Results of the study
The PTLE group came out on top in the study. They had a better improvement in the main outcome measure used, the VISA-P. They also had a higher return to sport rate (at 24 weeks) than the eccentric only group, 43% compared to 27%. Finally, the PTLE group had more satisfaction from their management.
It is worth noting, that the adherence rate was low, around 40%. This could be due to the fact that the programme was comprehensive and that can be challenging for individuals to keep up, especially over 24 weeks. There was also a lot of individual variation, meaning that as with a lot of other approaches, it may be better suited to some than others.
The 4 stages of PTLE
This strategy may be a good way for those of you have a diagnosis of patellar tendinopathy. I would recommend discussing this with your trainer or therapist. The stages were:
Stage 1
Isometric Exercises – these are static exercises and so the muscles do not change length. Meaning there is tension through the muscle but no change in length. Static single leg press and seated knee extension are the examples used.
Stage 2
Isotonic Exercises – these are dynamic exercises. Meaning there is a consistent weight/load/tension whilst moving your muscles throughout its range of movement. This is similar to the heavy slow resistance exercises and could include: leg press, lunge/split squats, single-leg dip/squat.

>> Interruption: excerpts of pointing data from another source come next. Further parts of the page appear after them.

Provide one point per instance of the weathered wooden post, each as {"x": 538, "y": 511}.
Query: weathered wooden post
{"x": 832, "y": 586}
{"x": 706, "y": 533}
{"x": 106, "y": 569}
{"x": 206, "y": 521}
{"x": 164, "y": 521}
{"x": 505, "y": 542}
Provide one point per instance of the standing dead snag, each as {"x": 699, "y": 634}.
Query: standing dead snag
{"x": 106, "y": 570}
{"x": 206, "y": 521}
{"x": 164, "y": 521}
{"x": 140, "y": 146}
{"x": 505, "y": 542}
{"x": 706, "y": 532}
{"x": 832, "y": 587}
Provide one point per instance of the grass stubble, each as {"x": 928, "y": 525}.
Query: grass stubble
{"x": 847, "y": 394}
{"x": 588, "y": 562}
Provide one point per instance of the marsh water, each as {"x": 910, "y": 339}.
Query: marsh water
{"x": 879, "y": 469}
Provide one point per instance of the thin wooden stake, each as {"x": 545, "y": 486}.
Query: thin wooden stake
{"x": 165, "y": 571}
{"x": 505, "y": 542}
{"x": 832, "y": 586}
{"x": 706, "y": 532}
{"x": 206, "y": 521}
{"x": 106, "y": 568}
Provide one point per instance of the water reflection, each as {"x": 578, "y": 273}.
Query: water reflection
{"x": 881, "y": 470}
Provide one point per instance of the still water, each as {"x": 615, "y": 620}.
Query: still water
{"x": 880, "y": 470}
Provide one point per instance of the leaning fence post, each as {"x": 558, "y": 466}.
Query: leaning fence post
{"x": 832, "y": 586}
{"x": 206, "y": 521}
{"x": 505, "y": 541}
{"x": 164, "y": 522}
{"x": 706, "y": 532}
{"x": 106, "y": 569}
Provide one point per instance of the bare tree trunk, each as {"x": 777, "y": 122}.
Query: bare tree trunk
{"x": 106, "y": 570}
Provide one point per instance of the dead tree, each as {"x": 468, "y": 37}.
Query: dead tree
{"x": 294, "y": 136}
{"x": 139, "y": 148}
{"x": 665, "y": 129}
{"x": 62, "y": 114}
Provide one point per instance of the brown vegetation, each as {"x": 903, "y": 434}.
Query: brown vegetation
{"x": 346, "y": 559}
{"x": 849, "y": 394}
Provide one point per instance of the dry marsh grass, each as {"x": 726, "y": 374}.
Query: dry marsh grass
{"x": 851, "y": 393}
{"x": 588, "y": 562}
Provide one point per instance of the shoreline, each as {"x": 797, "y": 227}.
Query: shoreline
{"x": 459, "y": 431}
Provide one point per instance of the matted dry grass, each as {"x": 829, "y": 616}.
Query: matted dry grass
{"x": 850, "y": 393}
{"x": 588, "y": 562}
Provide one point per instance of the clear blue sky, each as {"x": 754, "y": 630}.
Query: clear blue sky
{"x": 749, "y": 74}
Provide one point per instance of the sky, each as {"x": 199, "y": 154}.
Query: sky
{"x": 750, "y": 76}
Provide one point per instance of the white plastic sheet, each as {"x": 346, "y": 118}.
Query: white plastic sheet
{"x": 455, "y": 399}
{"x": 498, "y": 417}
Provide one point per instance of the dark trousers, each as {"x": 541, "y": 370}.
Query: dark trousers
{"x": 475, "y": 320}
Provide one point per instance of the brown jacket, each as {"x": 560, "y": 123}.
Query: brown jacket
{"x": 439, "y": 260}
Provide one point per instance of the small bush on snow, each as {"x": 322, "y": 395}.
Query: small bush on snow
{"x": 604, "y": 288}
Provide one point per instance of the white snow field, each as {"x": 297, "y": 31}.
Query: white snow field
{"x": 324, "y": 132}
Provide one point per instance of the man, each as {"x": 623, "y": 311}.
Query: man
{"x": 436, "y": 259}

It would be important to progress the resistance and build up the load. As load build this may also result in a reduction in repetitions, this is where support from a therapist or strength and conditioning coach could come in useful. In addition to progressing load, starting with a smaller range of movement and gradually progressing to larger movements can help with pain management.
Stage 3
Energy Storage Exercises – these are plyometric exercises and the aim is to improve power. Box jumps, hopping, bounding and running drills are all great energy storage exercises. For the research, they used jump squats, box jumps and cutting drills.
Stage 4
Sport Specific Exercises – in the study, they slowly graded athletes back to their training sessions allowing 2-3 days recovery between sessions. For basketball, this could include change of direction work, footwork for jumps stops and layups and basketball handling drills.
Interestingly, it was only in stage 4 where they reduced the frequency of the exercises from stage 1 and 2.
Takeaways from the Study
As mentioned, there were good results from the study so I would consider using this approach. It adds weight to the way I usually manage patellar tendinopathies, although I would tailor the progression specifically to the individual I am working with. Therefore, If you are thinking of taking this approach, consider getting a programme tailored to your specific needs.
The other key takeaway is the time it to for the athletes to return to sport, 24 weeks. This is a reminder that tendon issues take time to recover, regardless of treatment approach. Unfortunately, there are no quick fixes. Slow and progressive rehab often is best despite the frustrations that may bring.
Remember, these resources should not replace diagnosis and management from a medical professional. Always check before you follow the guidance.